Bahkan saya sangat disiplin. Sampai anak saya yang besar pun yang laki-laki, ketika sebentar saja keluar lebih dari yang keperluan, sepulangnya saya marahi. Saya bilang "Kamu sudah membahayakan nyawa keluarga!" Padahal tidak biasanya saya bersikap keras seperti itu.

Pada saat yang bersamaan, saya berusaha tidak membantah pendapat fiqh yang berseberangan dengan pilihan saya.

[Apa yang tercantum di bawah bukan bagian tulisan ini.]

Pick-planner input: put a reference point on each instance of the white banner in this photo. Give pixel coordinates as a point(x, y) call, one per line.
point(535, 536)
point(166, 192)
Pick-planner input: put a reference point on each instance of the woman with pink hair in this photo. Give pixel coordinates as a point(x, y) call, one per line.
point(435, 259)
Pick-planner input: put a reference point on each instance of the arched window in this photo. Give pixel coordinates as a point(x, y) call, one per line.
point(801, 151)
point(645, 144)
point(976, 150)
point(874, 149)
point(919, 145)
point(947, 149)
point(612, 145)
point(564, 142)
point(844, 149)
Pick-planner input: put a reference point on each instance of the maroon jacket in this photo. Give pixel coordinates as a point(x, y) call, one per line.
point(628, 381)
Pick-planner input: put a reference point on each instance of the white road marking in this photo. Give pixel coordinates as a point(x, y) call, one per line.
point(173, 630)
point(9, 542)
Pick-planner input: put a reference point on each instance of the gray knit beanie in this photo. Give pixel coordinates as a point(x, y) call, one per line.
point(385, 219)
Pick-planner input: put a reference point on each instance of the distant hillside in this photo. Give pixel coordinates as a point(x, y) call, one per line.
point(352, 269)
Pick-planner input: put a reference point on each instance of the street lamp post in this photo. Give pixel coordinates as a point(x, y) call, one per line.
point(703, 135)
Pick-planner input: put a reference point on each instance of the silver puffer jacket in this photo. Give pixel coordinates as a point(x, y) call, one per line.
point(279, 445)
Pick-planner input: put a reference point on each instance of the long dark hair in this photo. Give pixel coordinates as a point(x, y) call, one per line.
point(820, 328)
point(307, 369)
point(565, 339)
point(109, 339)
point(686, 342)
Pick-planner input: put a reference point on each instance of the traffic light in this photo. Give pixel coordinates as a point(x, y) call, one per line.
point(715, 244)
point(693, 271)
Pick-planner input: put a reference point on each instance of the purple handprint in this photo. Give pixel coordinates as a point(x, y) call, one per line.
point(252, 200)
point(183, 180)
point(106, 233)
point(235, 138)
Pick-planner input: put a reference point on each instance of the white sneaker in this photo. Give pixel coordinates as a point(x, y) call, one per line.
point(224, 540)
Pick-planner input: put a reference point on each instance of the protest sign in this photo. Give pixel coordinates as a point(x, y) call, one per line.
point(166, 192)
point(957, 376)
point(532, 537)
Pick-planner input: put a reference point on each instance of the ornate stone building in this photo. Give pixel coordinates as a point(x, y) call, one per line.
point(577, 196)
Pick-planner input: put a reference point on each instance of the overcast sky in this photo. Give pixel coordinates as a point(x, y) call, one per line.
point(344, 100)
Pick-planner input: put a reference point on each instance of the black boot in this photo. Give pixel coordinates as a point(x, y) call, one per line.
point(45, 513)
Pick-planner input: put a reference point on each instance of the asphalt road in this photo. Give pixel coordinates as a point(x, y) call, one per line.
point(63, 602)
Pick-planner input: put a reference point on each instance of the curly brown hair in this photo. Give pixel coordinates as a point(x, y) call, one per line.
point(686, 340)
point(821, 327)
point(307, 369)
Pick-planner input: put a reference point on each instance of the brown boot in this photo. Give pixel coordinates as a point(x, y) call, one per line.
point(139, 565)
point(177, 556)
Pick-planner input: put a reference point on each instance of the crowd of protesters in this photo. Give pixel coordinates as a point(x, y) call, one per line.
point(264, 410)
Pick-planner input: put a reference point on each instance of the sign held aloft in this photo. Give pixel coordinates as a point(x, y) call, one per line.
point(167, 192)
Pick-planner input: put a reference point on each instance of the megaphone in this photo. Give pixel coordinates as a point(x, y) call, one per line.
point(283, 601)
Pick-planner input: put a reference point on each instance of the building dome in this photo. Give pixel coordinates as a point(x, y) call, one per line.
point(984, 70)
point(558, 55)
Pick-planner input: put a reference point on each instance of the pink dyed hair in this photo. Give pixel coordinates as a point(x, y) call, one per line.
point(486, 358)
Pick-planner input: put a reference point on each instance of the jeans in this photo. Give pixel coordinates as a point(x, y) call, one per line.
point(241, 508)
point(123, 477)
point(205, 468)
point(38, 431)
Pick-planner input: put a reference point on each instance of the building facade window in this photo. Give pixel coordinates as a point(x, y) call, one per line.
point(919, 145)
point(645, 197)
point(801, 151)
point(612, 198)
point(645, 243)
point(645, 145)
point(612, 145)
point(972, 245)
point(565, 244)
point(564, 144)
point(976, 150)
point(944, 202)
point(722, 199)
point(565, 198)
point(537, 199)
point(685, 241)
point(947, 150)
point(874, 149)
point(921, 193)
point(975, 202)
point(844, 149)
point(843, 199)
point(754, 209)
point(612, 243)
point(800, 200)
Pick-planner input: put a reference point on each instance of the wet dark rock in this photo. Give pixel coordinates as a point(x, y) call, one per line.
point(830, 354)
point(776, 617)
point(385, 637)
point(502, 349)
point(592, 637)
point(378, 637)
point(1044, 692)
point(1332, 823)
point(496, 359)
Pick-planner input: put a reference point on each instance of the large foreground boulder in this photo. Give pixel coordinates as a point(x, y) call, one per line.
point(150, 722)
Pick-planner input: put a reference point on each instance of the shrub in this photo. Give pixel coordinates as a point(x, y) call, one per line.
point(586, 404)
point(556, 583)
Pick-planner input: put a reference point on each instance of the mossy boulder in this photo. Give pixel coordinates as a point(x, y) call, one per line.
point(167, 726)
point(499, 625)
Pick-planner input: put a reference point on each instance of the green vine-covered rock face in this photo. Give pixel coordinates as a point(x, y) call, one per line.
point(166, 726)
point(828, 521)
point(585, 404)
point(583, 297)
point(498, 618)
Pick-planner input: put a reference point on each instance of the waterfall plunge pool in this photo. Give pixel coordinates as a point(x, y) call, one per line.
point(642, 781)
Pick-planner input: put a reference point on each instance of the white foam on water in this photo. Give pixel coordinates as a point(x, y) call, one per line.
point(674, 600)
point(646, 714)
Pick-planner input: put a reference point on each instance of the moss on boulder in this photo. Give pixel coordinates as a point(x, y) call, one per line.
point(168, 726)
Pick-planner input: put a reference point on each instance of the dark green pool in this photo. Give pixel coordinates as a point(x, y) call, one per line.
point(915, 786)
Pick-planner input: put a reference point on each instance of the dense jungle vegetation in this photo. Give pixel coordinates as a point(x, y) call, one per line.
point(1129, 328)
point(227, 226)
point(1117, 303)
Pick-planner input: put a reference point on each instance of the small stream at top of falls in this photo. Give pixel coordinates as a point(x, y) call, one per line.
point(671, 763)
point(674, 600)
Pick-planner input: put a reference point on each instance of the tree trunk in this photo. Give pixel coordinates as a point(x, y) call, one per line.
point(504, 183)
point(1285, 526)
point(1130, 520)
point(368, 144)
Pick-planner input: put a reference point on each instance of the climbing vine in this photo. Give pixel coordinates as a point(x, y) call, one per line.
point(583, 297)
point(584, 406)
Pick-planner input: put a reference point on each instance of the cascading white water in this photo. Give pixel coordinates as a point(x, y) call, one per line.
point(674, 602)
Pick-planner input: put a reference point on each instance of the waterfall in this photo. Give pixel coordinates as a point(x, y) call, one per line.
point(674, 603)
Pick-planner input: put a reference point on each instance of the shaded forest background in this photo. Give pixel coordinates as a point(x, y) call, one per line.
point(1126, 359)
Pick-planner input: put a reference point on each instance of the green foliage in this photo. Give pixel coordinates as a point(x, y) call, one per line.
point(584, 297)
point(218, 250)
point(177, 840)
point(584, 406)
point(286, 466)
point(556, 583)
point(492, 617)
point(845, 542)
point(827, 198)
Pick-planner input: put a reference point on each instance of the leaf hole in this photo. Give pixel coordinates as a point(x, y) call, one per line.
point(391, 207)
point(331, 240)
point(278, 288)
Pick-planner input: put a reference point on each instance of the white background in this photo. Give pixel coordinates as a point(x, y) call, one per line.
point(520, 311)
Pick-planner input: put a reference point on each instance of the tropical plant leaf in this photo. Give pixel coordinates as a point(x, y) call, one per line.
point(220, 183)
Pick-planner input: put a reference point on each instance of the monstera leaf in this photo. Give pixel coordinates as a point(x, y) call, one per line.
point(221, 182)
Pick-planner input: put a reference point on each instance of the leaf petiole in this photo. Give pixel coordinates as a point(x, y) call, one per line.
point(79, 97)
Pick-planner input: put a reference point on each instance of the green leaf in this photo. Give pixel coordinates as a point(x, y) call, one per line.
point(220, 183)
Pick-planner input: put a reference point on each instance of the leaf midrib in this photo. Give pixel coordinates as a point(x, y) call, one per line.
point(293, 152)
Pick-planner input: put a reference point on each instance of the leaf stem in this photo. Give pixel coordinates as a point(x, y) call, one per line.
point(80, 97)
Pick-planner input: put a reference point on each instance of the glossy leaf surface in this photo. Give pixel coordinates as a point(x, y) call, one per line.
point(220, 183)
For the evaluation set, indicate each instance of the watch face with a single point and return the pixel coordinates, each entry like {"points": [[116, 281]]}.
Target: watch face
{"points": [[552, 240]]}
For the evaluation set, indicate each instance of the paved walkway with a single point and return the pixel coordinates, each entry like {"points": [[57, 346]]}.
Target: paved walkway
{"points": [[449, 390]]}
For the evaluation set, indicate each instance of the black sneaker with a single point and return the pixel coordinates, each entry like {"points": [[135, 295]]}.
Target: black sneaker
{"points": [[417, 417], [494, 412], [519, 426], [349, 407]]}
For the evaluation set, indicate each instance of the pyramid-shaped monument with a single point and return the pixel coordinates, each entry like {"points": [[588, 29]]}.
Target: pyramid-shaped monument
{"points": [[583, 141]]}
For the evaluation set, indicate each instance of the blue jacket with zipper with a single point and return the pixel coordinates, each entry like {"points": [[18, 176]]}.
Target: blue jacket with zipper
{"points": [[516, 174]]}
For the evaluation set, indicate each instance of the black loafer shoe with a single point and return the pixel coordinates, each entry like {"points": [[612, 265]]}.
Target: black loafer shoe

Saya hanya berdiskusi sebentar di grup pengurus DKM. 

Walaupun di grup WA Jamaah Masjid BM kerap muncul pendapat yang mendukung  agar tetap berjamaah di masjid, ya nggak apa-apa. Saya menghargai itu sebagai sebuah pendapat  yang sangat mungkin untuk berbeda.

Saya kalau ada info yang masih debatable biasanya saya sampaikan di grup pengurus DKM. Kalau ada yang lebih sensitif saya sampaikan ke Ketua DKM. Langsung via Japri. Seperti saat Masjid Agung Karawang ditutup untuk sholat jamaah. Karena bagi saya, menyampaikan informasi sensitif begini ke grup WA  jamaah Masjid, itu sama dengan ngajak ribut. Sedangkan kalau di sampaikan di grup pengurus masih berpeluang menjadi diskusi.

Kemudian tentang upaya jaga jarak sebagai cara pokok mencegah penularan. Ada beberapa yang saya catat di bawah ini...

Saya pikir pengurus DKM sudah maksimal dalam  menjaga agar di dalam masjid agar jamaah bisa jaga jarak.  Juga tentang kesterilan tempat. Tetapi memang masih ada bolongnya. Saat salat Jumat dua pekan lalu di mana di lantai 2 masih terjadi kerumunan. Baik saat duduk dan sholat maupun saat hendak keluar ruangan masjid. Anak-anak dan remaja memang yang masih sulit disiplin. 

Masalahnya, satu saja ada bolong, maka semua upaya yang lain (desinfectan, masker, shaff dibuat rengang, karpet digulung, ada tempat cuci tangan) bisa sia-sia.

Kemudian, ada lagi hal yang tidak kita sadari. Apa itu?

Bahwa  efek dari sikap keukeuh tetap meramaikan masjid walaupun sudah ada himbauan tutup masjid bagi daerah zona merah, rupanya ini berimbas pada sikap generasi muda yang cenderung menganggap enteng wabah korona. Kok bisa?

Pekan lalu saya bersama Pak RW mendatangi anak-anak muda yang suka nongkrong di Kafe J**n. Kami menjelaskan sewajarnya dan mereka sepakat untuk tidak nongkrong. Setelah itu juga ada Binwas ikut menegaskan. 

Tetapi apa yang terjadi?
Ternyata mereka tetap saja nongkrong, berkerumun. Kafe J**n tetap ramai saat malam hari. Prinsip jaga jarak benar-benar dikacangin. Dikentutin.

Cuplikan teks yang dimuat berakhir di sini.